2. О форме правления

«Назначение и цель правительства» Пейн видел «в обеспечении свободы и безопасности»[58]. Отсюда же он делал вывод и о предпочтительной форме правления: «И так как безопасность является подлинным назначением и целью правительственной власти, то отсюда неопровержимо следует, что какой бы ни была его форма, предпочтительнее всех та, которая всего вернее обеспечит нам эту безопасность, с наименьшими затратами и с наибольшей пользой»[59].

К тому же он говорил, что его «…идеи о форме правления основаны на законе природы, который никакая изощренность не способна поколебать, а именно – чем проще вещь, тем труднее ее испортить и тем легче ее исправить, когда она испорчена»[60]. После чего он остроумно заявлял, что самыми простыми являются абсолютные монархии, ведь в таком случае, «если люди страдают, они знают, кто источник их страданий, знают и лекарство и не теряются в разнообразии причин и целебных средств»[61]. Но, конечно, с его точки зрения, это не оправдывало того, что абсолютные монархии «…являются позором для человеческой природы…»[62].

Вообще, следует отметить, что все исследователи творчества Пейна выделяли его, как одного из лучших критиков монархического порядка его времени. Так Гольдберг писал: «…Пейн был решительным и последовательным борцом против монархии и за республику. В этом отношении Пейну уступали и Вольтер, и Монтескье, и Дидро…»[63]. Согрин же называл его выступление в защиту республики «идейным подвигом», учитывая то, что в условиях XVIII века эта форма правления казалась утопией даже в Америке, где монархическая база была гораздо уже, чем в Европе[64].

И действительно, надо признать, что философские, правовые, библейские (учитывая религиозность американцев) аргументы просветителя плюс доводы, основанные на «здравом смысле», которые, по словам Согрина, «легче всего убеждали колонистов, отличавшихся практическим складом ума»[65], были остроумны и злы.

В своих рассуждениях в «Здравом смысле» Пейн, прежде всего, исходил из представления о естественном равенстве всех людей – следует оговорить, что речь идет именно о политическом и гражданском равенстве, что же касается равенства экономического, то Пейн признавал - «нарушение» этого равенства «вполне можно понять»[66]. Однако, по его словам, никак нельзя было оправдать другого и более значительного различия, «…для которого нельзя подыскать ни естественной, ни религиозной причины: это разделение людей на монархов и подданных»[67].

Итак, свою критику монархии он начинал от ее истоков, аргументировано и остроумно развенчивая миф о богоданности королевской власти.
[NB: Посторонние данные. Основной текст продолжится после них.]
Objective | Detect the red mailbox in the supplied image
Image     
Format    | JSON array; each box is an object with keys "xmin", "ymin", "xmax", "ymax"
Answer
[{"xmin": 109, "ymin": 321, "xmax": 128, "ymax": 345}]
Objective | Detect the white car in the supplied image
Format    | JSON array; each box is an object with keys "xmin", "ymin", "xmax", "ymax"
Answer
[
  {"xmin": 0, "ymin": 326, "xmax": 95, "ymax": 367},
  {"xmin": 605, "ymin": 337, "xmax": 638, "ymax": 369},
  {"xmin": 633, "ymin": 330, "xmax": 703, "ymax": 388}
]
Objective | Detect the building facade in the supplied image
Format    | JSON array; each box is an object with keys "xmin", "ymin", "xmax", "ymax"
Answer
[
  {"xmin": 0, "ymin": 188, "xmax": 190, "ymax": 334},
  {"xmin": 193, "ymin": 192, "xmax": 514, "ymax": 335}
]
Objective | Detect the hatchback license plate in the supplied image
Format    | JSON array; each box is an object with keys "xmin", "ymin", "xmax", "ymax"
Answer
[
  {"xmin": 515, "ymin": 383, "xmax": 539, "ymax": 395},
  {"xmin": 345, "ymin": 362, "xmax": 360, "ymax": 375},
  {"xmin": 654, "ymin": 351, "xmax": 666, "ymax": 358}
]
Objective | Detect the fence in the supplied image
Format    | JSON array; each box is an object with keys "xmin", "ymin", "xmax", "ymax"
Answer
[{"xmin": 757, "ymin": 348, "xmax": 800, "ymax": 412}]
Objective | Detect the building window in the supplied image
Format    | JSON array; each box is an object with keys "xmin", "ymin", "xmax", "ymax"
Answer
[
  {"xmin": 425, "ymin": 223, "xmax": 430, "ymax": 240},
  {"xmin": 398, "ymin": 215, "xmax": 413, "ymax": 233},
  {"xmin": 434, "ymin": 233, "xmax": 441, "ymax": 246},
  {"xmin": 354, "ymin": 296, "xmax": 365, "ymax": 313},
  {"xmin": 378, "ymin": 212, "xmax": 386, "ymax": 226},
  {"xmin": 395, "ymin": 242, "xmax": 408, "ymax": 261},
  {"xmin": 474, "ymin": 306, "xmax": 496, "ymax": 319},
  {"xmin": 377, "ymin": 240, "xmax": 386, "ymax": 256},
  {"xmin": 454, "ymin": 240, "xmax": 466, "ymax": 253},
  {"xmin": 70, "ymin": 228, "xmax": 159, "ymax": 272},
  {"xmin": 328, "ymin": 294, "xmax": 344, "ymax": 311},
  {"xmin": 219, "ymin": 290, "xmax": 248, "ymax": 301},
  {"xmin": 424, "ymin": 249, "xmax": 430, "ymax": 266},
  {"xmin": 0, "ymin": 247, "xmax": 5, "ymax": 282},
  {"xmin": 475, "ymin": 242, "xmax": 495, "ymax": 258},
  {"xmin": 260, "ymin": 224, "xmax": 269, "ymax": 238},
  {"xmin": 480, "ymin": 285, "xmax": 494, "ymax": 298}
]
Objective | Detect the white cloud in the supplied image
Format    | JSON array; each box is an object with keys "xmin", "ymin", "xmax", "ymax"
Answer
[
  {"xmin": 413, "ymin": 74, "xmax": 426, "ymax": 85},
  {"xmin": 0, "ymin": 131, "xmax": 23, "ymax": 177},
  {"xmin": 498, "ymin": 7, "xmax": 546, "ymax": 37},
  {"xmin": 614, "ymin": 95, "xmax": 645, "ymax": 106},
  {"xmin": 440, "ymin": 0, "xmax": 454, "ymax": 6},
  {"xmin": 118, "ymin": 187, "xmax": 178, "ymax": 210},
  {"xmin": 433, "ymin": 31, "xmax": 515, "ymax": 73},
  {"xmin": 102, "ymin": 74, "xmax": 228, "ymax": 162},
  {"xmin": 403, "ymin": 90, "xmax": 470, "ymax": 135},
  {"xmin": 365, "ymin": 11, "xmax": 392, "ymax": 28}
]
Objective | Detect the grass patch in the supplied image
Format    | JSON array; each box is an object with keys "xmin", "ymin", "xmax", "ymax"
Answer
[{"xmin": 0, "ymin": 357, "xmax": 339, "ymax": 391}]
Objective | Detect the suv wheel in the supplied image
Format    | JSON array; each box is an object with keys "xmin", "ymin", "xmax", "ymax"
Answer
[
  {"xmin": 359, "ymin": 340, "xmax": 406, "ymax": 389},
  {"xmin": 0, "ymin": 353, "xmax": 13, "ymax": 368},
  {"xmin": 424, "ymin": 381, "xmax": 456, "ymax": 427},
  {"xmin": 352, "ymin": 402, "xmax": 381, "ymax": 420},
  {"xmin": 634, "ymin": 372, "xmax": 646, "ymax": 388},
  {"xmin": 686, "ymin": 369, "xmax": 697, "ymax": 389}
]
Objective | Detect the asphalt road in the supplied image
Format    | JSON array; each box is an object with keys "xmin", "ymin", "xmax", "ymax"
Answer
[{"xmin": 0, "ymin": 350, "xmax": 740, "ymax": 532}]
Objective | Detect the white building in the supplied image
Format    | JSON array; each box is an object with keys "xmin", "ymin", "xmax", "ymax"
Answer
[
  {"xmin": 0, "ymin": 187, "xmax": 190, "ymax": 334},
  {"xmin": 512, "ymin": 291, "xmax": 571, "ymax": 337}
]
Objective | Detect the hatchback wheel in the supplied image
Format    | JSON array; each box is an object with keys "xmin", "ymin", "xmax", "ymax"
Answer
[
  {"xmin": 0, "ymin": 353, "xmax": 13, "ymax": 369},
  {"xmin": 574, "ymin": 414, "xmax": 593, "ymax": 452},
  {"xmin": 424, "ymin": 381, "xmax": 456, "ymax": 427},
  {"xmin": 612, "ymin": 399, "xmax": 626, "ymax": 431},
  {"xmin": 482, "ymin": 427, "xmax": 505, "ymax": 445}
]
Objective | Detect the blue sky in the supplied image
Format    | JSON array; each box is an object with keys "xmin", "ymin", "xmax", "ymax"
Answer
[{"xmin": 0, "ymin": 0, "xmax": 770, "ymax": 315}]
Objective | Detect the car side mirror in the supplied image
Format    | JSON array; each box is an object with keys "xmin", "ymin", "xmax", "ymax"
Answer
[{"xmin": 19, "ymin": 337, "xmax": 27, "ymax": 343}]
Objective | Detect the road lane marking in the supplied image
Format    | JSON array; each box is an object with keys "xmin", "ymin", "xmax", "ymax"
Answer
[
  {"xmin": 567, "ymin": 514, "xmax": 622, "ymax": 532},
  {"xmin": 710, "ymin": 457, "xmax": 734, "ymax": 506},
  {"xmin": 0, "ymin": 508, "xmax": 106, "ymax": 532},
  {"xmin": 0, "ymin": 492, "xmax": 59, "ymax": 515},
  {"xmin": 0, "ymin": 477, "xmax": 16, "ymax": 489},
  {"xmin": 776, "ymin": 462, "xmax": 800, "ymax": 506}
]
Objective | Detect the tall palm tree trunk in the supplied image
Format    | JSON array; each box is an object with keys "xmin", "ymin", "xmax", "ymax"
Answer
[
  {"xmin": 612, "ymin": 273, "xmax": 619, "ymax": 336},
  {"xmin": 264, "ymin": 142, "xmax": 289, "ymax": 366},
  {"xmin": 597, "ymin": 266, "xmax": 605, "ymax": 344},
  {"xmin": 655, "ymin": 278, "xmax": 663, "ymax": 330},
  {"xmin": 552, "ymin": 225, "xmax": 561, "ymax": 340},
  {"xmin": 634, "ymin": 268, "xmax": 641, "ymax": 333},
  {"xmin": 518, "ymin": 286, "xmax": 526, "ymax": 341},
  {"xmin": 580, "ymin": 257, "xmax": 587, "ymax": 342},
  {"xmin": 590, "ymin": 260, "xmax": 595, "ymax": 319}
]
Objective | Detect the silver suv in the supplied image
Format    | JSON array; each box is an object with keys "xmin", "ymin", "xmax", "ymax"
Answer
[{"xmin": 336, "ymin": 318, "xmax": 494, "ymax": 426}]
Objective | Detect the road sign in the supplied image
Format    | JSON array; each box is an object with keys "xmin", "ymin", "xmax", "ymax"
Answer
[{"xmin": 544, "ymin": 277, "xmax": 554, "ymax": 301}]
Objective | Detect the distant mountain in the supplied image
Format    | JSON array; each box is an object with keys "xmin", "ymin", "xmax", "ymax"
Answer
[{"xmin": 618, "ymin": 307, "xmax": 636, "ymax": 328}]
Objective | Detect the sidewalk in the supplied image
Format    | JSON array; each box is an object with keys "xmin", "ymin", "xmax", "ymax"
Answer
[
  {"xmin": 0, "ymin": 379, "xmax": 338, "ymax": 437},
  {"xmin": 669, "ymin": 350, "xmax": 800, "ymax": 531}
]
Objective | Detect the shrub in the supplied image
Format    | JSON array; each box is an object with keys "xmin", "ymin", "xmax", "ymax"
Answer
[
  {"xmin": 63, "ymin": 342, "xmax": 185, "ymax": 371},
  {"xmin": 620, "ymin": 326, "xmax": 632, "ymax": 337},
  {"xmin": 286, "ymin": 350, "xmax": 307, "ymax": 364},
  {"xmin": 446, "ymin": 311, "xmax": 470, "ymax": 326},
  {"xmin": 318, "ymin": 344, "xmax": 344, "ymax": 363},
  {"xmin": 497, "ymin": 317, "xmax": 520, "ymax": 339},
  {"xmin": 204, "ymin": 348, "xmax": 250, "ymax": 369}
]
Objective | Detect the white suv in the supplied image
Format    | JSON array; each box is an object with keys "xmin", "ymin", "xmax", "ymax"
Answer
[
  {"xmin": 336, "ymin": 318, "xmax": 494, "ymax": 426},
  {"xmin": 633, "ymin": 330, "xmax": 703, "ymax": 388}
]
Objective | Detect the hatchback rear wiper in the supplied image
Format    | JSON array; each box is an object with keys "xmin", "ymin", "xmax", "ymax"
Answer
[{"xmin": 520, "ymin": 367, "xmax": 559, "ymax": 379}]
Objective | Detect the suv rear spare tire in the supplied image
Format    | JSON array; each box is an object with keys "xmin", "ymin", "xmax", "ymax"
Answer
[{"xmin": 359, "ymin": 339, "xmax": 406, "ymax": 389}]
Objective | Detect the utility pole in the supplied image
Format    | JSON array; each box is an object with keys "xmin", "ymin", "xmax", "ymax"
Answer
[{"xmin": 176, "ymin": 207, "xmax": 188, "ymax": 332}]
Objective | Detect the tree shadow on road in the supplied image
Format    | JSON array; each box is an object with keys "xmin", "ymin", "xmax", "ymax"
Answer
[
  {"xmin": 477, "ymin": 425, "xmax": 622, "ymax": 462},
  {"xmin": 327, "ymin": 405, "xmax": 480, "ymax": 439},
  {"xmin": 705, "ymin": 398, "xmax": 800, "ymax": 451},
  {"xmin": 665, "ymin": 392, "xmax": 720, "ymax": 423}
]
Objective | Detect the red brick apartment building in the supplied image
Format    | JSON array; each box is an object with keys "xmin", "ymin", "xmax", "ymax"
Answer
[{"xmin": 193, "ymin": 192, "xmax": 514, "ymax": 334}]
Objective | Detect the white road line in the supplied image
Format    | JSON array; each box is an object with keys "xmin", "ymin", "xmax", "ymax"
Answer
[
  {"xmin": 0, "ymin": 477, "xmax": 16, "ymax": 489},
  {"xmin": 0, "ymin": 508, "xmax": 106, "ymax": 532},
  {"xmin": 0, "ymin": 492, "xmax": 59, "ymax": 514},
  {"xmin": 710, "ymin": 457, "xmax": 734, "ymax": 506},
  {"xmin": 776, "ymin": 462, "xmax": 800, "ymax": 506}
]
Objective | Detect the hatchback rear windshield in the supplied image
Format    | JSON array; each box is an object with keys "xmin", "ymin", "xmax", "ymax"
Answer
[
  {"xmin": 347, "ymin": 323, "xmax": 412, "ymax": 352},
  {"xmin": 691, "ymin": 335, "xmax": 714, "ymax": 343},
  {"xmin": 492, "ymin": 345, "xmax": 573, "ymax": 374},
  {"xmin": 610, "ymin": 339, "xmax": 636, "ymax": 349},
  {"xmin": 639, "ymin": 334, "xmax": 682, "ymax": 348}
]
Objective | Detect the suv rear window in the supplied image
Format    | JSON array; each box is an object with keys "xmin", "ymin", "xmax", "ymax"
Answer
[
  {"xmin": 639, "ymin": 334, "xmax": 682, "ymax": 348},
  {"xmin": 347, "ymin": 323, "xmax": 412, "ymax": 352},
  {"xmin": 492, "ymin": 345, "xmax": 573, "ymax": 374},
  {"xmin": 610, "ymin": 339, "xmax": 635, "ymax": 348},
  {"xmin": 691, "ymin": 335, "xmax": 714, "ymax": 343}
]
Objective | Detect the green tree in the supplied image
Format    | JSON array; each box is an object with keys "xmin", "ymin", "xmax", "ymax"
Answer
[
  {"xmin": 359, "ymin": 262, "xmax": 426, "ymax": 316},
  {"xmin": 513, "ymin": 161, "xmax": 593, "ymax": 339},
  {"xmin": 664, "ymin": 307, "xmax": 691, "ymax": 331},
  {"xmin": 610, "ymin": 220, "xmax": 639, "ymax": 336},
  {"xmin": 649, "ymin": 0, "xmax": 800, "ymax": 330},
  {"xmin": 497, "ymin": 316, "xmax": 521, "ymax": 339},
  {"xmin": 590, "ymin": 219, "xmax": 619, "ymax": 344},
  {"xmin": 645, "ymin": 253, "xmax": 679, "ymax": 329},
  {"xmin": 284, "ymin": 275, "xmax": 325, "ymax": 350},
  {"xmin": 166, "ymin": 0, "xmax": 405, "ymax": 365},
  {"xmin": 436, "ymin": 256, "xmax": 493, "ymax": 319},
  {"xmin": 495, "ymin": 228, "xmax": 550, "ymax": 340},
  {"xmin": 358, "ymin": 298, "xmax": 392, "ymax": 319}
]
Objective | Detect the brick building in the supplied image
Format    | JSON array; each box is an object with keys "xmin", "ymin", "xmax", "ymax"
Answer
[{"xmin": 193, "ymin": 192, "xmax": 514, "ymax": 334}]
Философ, главным образом, исходил из самого текста Священного Писания, заявляя при этом, что «все антимонархические части писания обходились и перетолковывались в монархических государствах…»[68]. В качестве простейшего примера он цитировал известную всем фразу «Воздать кесарю кесарево», поясняя при этом, что «…это учение Писания для судопроизводства, а вовсе не поддержка монархического образа правления, так как у иудеев в то время царя не было, и они находились в положении римских вассалов»[69]. Естественно, что в случае с глубоко верующими американцами очень удачным ходом было и утверждение, что «царская власть впервые была введена в мир язычниками, у которых этот обычай позаимствовали дети Израиля. То было самое ловкое из ухищрений дьявола для насаждения идолопоклонства…»[70]. По словам Фонера, поразительным был способ, которым Пейн подводил основанный на Библии пуританизм под республиканизм и осознание необходимости отделения, и смешно, что через 20 лет тот же Пейн осудит всякую роль Библии в «Веке разума»[71].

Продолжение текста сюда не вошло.